The books of Jim Algie include the acclaimed non-fiction collection Bizarre Thailand: Tales of Crime, Sex and Black Magic (Marshall Cavendish 2010), the guidebook Travel Pack Thailand (Tuttle, 2012), and the collection of short fiction The Phantom Lover and Other Thrilling Tales of Thailand (Tuttle, 2013), which has attracted some rave reviews, like this four-star notice in Asia’s biggest English daily, The South China Morning Post. That books also includes several of his prize-winning stories, including “The Death Kiss of the King Cobra Show” which was a co-recipient of the Bram Stoker Award.

Jim Algie, the Scottish-Canadian writer and former musician, also contributed an 18,000-word chapter on the post-World War II period in Southeast Asia and the rise of the CIA, national independence movements and rock ‘n‘ roll culture in the history tome, Americans in Thailand (EDM Books, 2014). For the same publisher he served as the main editor and writer on Thailand’s Sustainable Development Sourcebook which was published in 2015.

Previous to that, he was a co-founder, chief editor and senior writer of Southeast Asia’s most gonzo publication, Farang Untamed Travel magazine, and contributed to many global publications like The International Herald Tribune and CNN.com, as well as anthologies of fiction like Crime Scene Asia (Monsoon Books, 2013) and non-fiction such as To Asia With Love (ThingsAsian Press, 2004).

Before becoming a full-time writer in Bangkok, Jim Algie lived in Barcelona, Casablanca and Berlin, after bringing the curtain down on an 11-year career as an underground rock musician and music writer.
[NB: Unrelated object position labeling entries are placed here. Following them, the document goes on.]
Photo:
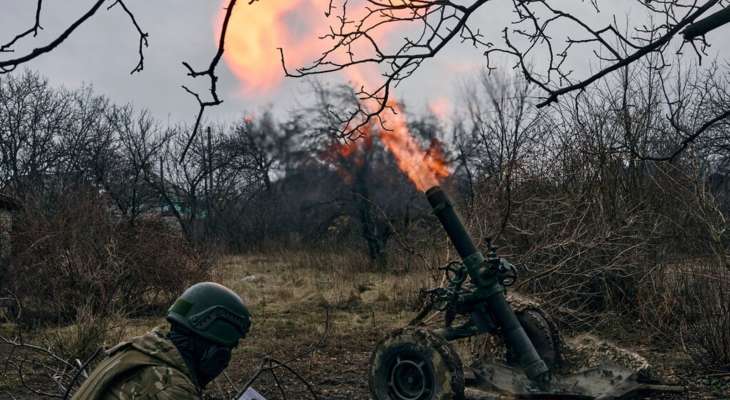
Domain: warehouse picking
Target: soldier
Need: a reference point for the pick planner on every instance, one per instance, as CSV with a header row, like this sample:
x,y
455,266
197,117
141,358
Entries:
x,y
206,323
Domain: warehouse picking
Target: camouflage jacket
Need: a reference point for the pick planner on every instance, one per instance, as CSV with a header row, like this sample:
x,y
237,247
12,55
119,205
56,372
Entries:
x,y
145,367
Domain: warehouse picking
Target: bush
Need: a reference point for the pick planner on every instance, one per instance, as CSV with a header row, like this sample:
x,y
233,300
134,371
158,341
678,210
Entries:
x,y
71,254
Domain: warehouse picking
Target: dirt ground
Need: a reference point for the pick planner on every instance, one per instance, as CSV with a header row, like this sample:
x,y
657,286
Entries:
x,y
323,318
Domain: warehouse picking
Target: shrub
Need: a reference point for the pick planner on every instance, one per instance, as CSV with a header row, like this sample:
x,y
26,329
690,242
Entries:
x,y
73,254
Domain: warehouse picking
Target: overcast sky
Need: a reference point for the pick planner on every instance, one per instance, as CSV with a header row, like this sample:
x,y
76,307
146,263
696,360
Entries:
x,y
104,50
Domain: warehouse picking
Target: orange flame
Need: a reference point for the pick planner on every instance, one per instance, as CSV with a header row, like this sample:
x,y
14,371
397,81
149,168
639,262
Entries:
x,y
425,168
256,31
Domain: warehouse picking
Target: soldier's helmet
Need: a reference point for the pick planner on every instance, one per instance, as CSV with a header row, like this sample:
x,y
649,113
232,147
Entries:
x,y
212,311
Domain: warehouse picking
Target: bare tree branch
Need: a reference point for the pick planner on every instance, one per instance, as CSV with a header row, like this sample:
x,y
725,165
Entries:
x,y
34,30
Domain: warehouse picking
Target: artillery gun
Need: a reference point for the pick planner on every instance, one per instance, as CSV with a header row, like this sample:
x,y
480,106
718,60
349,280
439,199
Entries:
x,y
417,363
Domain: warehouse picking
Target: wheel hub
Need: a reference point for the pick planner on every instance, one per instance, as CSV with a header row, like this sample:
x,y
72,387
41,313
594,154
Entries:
x,y
409,379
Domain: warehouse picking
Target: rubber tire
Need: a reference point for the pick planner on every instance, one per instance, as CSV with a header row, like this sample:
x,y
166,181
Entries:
x,y
442,361
543,334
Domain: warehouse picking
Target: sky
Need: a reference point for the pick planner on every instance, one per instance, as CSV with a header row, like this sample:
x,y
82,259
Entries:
x,y
103,51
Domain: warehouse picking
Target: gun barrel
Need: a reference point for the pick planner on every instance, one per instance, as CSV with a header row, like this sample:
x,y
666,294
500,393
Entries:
x,y
707,24
492,291
451,222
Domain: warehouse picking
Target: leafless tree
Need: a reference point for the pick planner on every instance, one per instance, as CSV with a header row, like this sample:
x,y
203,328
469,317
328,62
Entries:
x,y
356,39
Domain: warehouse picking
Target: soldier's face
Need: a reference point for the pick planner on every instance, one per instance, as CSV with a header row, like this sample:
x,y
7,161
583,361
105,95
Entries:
x,y
214,361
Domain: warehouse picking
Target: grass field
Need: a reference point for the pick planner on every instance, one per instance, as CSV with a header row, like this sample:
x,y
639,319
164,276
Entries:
x,y
323,315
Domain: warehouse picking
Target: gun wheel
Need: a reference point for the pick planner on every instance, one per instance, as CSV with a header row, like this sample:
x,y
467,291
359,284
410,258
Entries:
x,y
415,364
544,336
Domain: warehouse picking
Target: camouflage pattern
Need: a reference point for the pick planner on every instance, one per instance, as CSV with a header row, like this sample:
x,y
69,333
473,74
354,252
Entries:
x,y
145,367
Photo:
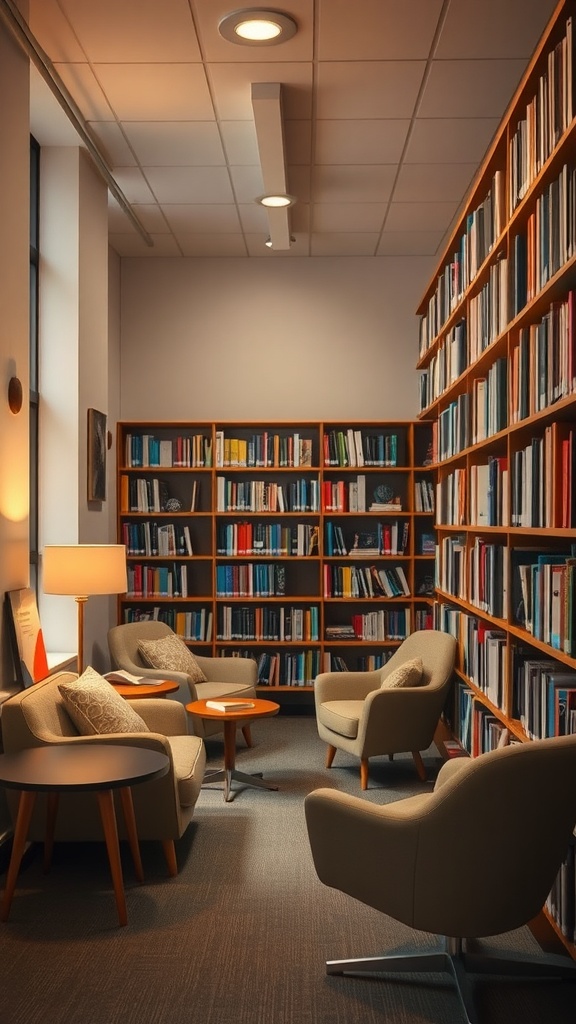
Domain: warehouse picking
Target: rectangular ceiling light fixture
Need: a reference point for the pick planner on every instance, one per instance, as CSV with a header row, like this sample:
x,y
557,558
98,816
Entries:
x,y
266,104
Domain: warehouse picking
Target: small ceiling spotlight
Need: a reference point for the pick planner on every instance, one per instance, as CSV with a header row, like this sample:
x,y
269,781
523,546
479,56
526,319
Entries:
x,y
276,202
257,27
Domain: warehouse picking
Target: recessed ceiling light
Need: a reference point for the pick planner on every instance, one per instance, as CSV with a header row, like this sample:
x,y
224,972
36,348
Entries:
x,y
276,202
257,27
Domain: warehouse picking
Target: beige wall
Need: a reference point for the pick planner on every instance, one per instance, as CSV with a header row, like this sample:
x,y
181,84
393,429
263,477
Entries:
x,y
290,338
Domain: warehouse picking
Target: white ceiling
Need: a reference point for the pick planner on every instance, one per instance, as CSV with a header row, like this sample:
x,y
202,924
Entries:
x,y
388,109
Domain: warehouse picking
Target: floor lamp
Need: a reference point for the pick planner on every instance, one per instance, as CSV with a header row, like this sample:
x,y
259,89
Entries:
x,y
82,570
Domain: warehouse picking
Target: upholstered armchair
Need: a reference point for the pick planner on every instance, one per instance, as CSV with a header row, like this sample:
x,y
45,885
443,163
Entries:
x,y
476,857
225,677
163,808
359,713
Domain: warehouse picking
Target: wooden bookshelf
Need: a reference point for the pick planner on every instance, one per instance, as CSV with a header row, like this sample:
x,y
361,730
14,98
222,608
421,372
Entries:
x,y
498,384
271,545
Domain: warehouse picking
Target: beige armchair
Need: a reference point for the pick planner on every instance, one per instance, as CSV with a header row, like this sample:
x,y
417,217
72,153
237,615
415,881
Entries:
x,y
475,858
354,714
227,676
163,807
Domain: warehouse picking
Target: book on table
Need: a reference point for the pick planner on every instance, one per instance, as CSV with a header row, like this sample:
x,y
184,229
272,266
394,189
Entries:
x,y
230,705
122,676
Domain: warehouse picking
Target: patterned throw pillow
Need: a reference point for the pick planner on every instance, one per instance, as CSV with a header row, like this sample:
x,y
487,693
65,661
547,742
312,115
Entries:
x,y
95,708
171,654
409,674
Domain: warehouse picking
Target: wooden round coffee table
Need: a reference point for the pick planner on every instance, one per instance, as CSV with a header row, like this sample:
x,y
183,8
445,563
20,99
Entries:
x,y
260,709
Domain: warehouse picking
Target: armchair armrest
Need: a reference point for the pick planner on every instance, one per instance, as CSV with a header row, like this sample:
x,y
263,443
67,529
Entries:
x,y
166,717
344,685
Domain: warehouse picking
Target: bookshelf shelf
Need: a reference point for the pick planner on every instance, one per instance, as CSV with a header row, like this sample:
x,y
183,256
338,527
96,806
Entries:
x,y
497,364
260,551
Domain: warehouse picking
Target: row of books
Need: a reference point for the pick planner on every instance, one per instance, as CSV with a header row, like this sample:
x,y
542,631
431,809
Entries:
x,y
152,538
544,695
247,538
269,623
301,495
280,451
357,448
141,494
544,597
382,539
186,452
483,227
370,626
251,580
548,114
543,360
157,581
365,581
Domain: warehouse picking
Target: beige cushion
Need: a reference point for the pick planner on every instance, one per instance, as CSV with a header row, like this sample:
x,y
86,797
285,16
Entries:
x,y
408,674
95,708
171,654
341,716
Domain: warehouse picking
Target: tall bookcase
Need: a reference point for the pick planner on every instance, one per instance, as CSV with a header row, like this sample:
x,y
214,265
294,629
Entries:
x,y
498,382
307,546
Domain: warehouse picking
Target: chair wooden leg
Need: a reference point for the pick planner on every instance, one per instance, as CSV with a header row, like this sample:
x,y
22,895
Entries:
x,y
419,765
170,854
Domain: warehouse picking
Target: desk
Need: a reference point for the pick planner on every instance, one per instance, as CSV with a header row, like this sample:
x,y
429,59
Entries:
x,y
70,767
261,709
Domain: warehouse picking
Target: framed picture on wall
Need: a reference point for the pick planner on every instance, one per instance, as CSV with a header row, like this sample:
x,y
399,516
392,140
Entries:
x,y
26,637
96,456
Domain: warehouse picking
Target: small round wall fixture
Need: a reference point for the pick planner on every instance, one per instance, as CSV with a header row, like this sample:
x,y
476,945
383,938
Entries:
x,y
14,395
257,27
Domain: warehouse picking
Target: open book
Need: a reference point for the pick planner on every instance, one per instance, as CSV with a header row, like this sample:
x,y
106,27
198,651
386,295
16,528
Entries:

Those experiences of writing, recording, touring and carousing underscored his 2018 collection of non-fiction and two interconnected novellas, “On the Night Joey Ramone Died: Tales of rock ‘n’ punk from Bangkok, New York, Cambodia and Norway” (Magic Bullet Press), which attracted favourable reviews from the Nation (“Algie’s most honest and heartfelt writing to date”), the Bangkok Post (“hugely entertaining”), and the Khmer Times, which call it “an insider’s look at the music biz, including sex, drugs and road trips woven into human situations and predicaments.”

After years of writing about wildlife and environmental issues and scripting the documentary, “Closing a Deadly Gateway,” Algie worked with various non-profits dealing with those issues as a communications expert for many years.

In 2018 he edited the nonfiction collection of essays, “Pathway to Peace: An Insider’s Account of the Myanmar Peace Process,”

Pathway To Peace: An Insider’s Account of the Myanmar Peace Process and contributed to the travel guidebook “Best of Myanmar” edited by Jaffee Yee. In 2020 he edited the children’s book “The Big Bakeoff.” Coming in 2022 and 2023 he has three solo titles, both fiction and nonfiction, on the way. Jim lives in Mexico.